[pkg-lxc-devel] LXC in Bookworm

Mason Loring Bliss mason at blisses.org
Tue May 16 16:11:49 BST 2023


Hello, all! I've noted this in IRC, but this seems like a potentially
better place to talk about it:

I wanted to ask about the current status and talk about my usage, and
possibly suggest a random thing to keep it alive in Bookworm.

To wit, I use LXC heavily here and have plans to use it more heavily still
in future as I migrate away from both FreeBSD jails and heavyweight
libvirt/qemu/kvm VMs. Whether this is popular or not, I use it both without
systemd and without lxc-net. I was dismayed to see that a conflict between
dnsmasq and systemd might lead to LXC leaving Debian for Bookworm, and I
wanted to offer potential options.

Selfishly, I want it to stay. Here's how I use it today:

    https://github.com/ChibaPet/lxc-utils

It works beautifully on its own, and my "notes" there show that it's not
particularly hard to set up networking without lxc-net.

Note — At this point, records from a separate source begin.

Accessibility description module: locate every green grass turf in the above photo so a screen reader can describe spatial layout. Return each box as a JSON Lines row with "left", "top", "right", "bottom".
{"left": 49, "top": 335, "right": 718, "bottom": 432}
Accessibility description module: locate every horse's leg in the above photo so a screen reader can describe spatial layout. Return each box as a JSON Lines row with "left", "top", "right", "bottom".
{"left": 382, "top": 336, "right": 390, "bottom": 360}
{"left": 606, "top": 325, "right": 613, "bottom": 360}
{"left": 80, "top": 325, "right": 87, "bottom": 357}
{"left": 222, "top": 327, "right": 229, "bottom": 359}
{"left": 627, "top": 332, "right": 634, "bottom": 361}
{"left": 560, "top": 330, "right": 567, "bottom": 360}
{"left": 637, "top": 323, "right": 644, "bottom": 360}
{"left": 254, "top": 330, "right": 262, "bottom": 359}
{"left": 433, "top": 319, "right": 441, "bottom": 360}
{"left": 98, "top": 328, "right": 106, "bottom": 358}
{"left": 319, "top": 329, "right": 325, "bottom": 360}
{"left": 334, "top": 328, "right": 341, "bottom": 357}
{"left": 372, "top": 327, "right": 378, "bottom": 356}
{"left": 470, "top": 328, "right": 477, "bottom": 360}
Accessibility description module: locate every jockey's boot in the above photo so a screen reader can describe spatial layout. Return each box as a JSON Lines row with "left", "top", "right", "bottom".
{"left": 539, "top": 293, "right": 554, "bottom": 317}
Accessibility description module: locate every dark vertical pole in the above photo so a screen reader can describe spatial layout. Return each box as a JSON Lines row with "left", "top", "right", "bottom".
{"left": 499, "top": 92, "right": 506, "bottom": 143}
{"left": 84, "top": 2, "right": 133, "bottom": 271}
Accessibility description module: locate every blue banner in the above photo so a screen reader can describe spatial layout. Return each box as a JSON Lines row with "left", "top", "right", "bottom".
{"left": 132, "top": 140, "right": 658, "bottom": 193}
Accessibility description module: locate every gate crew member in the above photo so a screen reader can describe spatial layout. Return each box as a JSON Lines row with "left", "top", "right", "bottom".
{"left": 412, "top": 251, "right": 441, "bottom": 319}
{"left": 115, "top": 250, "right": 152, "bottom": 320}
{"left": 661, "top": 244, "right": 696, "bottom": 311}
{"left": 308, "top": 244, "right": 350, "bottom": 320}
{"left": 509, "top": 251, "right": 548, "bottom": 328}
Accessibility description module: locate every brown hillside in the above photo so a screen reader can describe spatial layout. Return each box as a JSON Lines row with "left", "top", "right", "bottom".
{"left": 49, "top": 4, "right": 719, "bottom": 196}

So I wonder if the dnsmasq Depends: could move to lxc-net itself, or if
it's worth including notes on how to set up networking in lxc-net and not
even have that maintain a Depends: on dnsmasq.

Rather than offering up more work for volunteers, I use and depend on this
and would be happy to do legwork to help it all happen.

My basic thinking is that "Depends:" should best be reserved for other
packages without which the package in question won't function, and in this
case it's not LXC itself that actually needs it, and dropping this
dependency would make the package less prone to this sort of thing:

    https://tracker.debian.org/pkg/lxc

Looking at the whole depends list, from Bullseye anyway, I see:

    Depends: liblxc1 (= 1:4.0.6-2+deb11u2), debconf (>= 0.5) | debconf-2.0,
    libc6 (>= 2.27), libcap2 (>= 1:2.10), libgcc-s1 (>= 3.3.1), libseccomp2
    (>= 2.5.0), libselinux1 (>= 3.1~), lsb-base (>= 3.0-6), bridge-utils,
    dnsmasq-base, iptables, iproute2

...and it seems like bridge-utils, iptables, and iproute2 might also be
valid targets to remove from Depends, under the same notion. But dnsmasq is
the one that's a threat right now.

-- 
Mason Loring Bliss    Therewith his sturdie corage soon was quayd,
mason at blisses.org       And all his sences were with suddein dread dismayd.